Honolulu Mayor Rick Blangiardi told Hawaii News Now that HART's CEO Lori Kahikina said the rail project staff had "a lot of redundancies."
- Interim Honolulu Authority for Rapid Transportation CEO Lori Kahikina has halted work on a portion of the plagued $9 billion Honolulu rail project, saying HART does not have complete design drawings, Hawaii News Now reported.
- Kahikina also said the project is $2 billion to $3 billion over budget, and she let go expensive consultants that created redundancies and inefficiencies while reviewing project expenses.
- HART will likely alter the project's guideway path to avoid utilities that would otherwise have to be moved. The new plan will require approval from landowners, including local schools and the University of Hawaii, and require buying more land.
The lack of plans created a situation where money was being spent, but no work was getting done, Kahikina said: “You need to have the complete in order to go to the city to obtain permits before you can start work, so you’re just paying a contractor to be on standby.”
She added that cutting the consultants was the start of eliminating waste, saying HART needed to “tighten our belt internally.” The project's operating cost is about $12 million per month, she said.
On the plus side, the new COVID-19 relief package signed by President Joe Biden earmarks $70 million to help cover losses on the rail project due to the pandemic. Declining tax revenue led the rail system to lose $62 million, according to Honolulu Civil Beat and HART is forecasting a total COVID-19-related loss of $76 million over the life of the project.
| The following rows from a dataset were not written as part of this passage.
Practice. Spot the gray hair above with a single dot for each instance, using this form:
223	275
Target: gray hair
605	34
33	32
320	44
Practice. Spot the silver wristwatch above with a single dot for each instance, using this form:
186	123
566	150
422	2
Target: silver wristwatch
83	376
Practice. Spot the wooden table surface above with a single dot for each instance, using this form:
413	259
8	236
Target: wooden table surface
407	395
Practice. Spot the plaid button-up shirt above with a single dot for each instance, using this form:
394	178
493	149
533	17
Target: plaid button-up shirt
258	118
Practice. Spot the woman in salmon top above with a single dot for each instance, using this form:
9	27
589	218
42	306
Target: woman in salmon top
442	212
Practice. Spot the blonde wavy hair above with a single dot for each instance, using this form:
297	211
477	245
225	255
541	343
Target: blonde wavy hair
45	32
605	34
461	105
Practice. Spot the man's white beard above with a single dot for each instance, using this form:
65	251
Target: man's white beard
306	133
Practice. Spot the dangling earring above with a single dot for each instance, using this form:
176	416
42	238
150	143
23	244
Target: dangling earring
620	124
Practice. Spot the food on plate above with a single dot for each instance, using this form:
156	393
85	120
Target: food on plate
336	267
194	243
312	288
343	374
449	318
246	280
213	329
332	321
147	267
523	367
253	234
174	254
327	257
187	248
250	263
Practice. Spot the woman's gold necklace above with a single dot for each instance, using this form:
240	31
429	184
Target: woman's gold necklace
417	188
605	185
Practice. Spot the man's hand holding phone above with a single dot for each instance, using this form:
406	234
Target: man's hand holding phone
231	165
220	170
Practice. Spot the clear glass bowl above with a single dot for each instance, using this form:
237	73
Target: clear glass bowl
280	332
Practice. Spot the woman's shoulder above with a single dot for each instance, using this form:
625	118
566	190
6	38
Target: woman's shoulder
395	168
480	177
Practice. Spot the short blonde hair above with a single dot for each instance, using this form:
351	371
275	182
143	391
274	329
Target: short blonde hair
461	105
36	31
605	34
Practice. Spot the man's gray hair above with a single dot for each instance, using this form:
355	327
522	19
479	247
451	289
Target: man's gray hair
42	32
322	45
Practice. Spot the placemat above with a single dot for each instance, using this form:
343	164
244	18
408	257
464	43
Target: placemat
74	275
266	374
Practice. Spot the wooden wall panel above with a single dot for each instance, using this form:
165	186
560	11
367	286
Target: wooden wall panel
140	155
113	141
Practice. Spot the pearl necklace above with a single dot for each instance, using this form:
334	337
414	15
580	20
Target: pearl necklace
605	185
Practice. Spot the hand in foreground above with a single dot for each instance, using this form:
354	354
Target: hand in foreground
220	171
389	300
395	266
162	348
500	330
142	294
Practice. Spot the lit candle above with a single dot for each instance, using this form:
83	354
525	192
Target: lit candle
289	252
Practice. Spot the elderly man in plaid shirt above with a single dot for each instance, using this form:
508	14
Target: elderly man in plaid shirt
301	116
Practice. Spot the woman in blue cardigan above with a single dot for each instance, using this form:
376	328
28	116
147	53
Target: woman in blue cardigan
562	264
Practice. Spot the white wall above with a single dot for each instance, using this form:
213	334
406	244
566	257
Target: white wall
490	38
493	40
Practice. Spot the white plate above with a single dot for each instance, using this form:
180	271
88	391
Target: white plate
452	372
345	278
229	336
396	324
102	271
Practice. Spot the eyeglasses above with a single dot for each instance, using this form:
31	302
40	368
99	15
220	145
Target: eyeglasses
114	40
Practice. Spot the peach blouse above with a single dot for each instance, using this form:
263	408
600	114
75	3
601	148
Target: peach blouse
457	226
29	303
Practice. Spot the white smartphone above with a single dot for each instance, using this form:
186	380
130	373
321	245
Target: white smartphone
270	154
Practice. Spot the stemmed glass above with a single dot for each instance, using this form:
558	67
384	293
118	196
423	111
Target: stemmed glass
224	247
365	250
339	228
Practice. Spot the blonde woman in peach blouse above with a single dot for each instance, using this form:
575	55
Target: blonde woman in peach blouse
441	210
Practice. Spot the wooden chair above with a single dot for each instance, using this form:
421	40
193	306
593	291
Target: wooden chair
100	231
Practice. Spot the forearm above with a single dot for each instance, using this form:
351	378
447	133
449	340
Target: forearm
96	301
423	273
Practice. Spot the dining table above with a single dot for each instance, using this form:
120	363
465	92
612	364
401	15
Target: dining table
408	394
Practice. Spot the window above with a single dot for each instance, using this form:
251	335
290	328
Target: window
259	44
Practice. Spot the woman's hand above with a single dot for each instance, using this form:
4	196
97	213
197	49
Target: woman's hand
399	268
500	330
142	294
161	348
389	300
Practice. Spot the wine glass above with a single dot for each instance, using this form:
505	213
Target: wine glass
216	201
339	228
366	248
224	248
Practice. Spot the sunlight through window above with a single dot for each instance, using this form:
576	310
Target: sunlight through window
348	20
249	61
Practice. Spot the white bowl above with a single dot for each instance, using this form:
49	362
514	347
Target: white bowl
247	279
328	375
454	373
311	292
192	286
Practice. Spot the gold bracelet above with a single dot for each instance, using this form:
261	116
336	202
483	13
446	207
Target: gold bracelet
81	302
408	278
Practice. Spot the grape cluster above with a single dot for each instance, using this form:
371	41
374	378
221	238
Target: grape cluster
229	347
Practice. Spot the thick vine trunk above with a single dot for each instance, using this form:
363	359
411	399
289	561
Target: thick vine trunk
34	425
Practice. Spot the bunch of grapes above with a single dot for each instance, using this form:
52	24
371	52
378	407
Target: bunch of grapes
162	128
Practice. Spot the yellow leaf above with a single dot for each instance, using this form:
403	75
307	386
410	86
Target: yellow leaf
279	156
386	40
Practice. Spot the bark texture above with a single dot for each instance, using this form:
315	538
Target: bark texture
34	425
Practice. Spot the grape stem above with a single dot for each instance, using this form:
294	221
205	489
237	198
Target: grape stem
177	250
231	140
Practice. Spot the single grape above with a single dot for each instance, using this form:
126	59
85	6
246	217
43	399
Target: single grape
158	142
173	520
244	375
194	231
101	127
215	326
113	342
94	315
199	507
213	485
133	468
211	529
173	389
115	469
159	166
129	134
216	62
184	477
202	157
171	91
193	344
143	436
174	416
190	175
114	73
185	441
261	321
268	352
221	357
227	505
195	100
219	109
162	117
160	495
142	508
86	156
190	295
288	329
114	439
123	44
The last leg of the 20-mile Honolulu high-speed rail project was planned as a public-private partnership, although in November, HART announced the procurement process was canceled. In December, HART revealed details about the bids that made the project too expensive. The agency set the project’s design and construction "affordability limit" at $1.7 billion, but received bids from City Center Connection Group and Imua Transit Honolulu for $2.8 and $2.7 billion, respectively. Bids for operations and maintenance were also above set limits.
Kahikina said she hopes to turn over part of the route's operation by year end, but it will be up to the city’s Department of Transportation Services and Honolulu Mayor Rick Blangiardi to choose the exact timing.
Despite the pandemic, Hawaii construction overall remains strong, as evidenced by slight growth in construction jobs from March 2020 (an estimated 37,800) to December 2020 (an estimated 37,900). By comparison, hotel and restaurant jobs dropped from 112,200 to 70,000 in the same time period and dipped as low as 43,500 in May, according to the Honolulu Civil Beat.
Moving forward as the economy continues to rebound from the pandemic, private-sector projects are expected to contribute $10 billion in construction statewide, according to Cheryl Walthall, executive director of the General Contractors Association of Hawaii. In addition, $1.1 billion in state capital improvements are projected for the next year, along with another $1.1 billion in federal funds earmarked for transportation projects to improve and upgrade airports and harbors.
Military spending also buoys the economy in Hawaii, Walthall said, and it is the second largest contributor to the local economy, behind tourism. Roughly $2.3 billion in U.S. Department of Defense spending is allocated for Hawaii every year, and a large chunk of that ends up going to local construction companies.